Maulid Nabi Muhammad Saw. Hari ini telah menjadi tradisi, agenda tahunan, seremonial, dan ekspresi budaya keagamaan dalam konteks masyarakat muslim di dunia.
 Berabad-abad lamanya debat sengit tentang boleh dan tidaknya praktik perayaan Maulid nabi menjadi perbincangan di mimbar minbar dan kajian keislaman.
Nyatanya, praktik maulid telah menyatu dengan masyarakat muslim di berbagai belahan dunia, terlepas dari pendapat benar atau salah dengan berbagai argumentasi nya.
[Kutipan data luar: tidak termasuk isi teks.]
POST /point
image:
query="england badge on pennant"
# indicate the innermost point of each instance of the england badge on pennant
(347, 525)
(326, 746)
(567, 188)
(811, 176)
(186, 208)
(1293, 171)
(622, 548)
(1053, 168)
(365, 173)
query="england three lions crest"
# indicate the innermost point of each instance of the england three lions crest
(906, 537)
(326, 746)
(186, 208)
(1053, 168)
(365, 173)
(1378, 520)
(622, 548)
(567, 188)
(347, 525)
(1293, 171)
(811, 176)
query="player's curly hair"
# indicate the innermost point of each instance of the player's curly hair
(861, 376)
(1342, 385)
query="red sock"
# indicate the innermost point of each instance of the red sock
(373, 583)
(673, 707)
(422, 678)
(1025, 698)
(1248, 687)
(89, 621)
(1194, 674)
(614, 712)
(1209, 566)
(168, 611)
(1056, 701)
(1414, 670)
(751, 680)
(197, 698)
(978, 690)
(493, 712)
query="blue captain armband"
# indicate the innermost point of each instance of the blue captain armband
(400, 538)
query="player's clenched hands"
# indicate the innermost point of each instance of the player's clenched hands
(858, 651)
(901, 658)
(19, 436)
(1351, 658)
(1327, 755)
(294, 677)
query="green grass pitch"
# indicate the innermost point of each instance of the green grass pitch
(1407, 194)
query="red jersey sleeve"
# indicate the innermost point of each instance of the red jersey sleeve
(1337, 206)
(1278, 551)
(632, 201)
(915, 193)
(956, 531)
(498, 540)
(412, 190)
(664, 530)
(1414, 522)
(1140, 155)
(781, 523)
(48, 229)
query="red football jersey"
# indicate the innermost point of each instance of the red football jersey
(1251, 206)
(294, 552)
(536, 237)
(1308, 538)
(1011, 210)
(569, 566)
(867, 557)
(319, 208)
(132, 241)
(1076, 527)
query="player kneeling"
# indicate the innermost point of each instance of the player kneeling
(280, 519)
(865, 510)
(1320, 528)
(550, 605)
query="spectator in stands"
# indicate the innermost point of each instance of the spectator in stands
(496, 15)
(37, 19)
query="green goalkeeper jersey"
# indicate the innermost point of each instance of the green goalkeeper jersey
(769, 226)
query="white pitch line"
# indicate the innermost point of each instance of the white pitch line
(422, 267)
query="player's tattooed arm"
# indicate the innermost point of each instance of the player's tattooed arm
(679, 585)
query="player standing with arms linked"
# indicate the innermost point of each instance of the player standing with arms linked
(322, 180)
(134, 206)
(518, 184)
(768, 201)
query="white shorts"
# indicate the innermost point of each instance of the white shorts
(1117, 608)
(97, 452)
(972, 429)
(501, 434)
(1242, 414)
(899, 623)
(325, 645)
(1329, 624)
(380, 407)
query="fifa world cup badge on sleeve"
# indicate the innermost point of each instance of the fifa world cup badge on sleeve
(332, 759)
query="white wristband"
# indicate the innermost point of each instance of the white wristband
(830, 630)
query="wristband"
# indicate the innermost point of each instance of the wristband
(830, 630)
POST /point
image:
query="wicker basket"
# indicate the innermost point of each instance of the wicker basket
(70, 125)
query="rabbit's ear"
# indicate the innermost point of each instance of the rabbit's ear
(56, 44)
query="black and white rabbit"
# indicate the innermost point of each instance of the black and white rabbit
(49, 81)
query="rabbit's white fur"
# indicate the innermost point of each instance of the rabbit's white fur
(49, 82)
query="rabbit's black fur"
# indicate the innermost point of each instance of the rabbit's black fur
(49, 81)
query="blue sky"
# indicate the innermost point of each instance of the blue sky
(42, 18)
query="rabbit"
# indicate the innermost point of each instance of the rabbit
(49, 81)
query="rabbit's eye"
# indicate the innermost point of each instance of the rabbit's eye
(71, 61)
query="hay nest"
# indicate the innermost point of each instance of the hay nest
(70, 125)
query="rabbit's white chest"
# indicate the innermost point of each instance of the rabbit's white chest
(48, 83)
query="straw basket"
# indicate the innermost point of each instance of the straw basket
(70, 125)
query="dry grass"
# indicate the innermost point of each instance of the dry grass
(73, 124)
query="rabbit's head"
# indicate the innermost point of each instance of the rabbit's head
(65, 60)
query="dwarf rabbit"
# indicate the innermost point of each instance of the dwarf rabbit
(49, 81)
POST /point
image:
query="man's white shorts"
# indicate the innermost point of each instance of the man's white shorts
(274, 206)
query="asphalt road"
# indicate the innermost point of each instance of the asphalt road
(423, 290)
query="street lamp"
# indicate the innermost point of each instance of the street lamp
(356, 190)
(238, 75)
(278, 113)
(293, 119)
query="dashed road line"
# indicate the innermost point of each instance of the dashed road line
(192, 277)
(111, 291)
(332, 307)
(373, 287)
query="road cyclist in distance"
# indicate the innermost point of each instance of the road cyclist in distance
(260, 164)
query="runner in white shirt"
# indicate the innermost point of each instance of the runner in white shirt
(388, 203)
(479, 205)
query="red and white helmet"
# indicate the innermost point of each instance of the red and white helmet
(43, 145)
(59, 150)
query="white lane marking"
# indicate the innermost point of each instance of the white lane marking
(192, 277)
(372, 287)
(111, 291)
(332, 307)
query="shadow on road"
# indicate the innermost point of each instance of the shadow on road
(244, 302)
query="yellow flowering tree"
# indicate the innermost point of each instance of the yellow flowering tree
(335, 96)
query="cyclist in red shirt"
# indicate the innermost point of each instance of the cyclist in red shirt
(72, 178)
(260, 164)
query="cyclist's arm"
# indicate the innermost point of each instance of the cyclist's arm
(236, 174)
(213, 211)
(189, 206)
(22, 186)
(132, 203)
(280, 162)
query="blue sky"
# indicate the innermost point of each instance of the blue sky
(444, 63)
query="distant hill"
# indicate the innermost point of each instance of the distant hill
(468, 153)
Maulid dalam potret keberlanjutan
Praktik maulid dalam catatan saya, lebih menarik jika dipotret dalam konteks isu keberlanjutan (SDGs).
Pasalnya, dalam agenda ini di isi dengan kisah kisah pembelajaran moral dan etika. Praktis mendukung SDG 4 Quality Education. Juga dilengkapi dengan pembagian makanan pada peserta yang hadir hal ini tentu mendukung SDG 2 Zero Hunger.
Lalu mengapa?
Secara nature, manusia akan mengingat orang yang dicintainya. Praktis orang-orang yang cinta kepada Baginda nabi akan mengingat ingatnya. Dengan latar belakang geografis, pendidikan, serta adat istiadat. Manusia manusia yang mencintai nabi mengekspresikan rasa cinta nya dalam berbagai bentuk, kerap kita dengar syair-syair, kisah kisah, prosa, puisi, dan agenda perayaan Maulid nabi.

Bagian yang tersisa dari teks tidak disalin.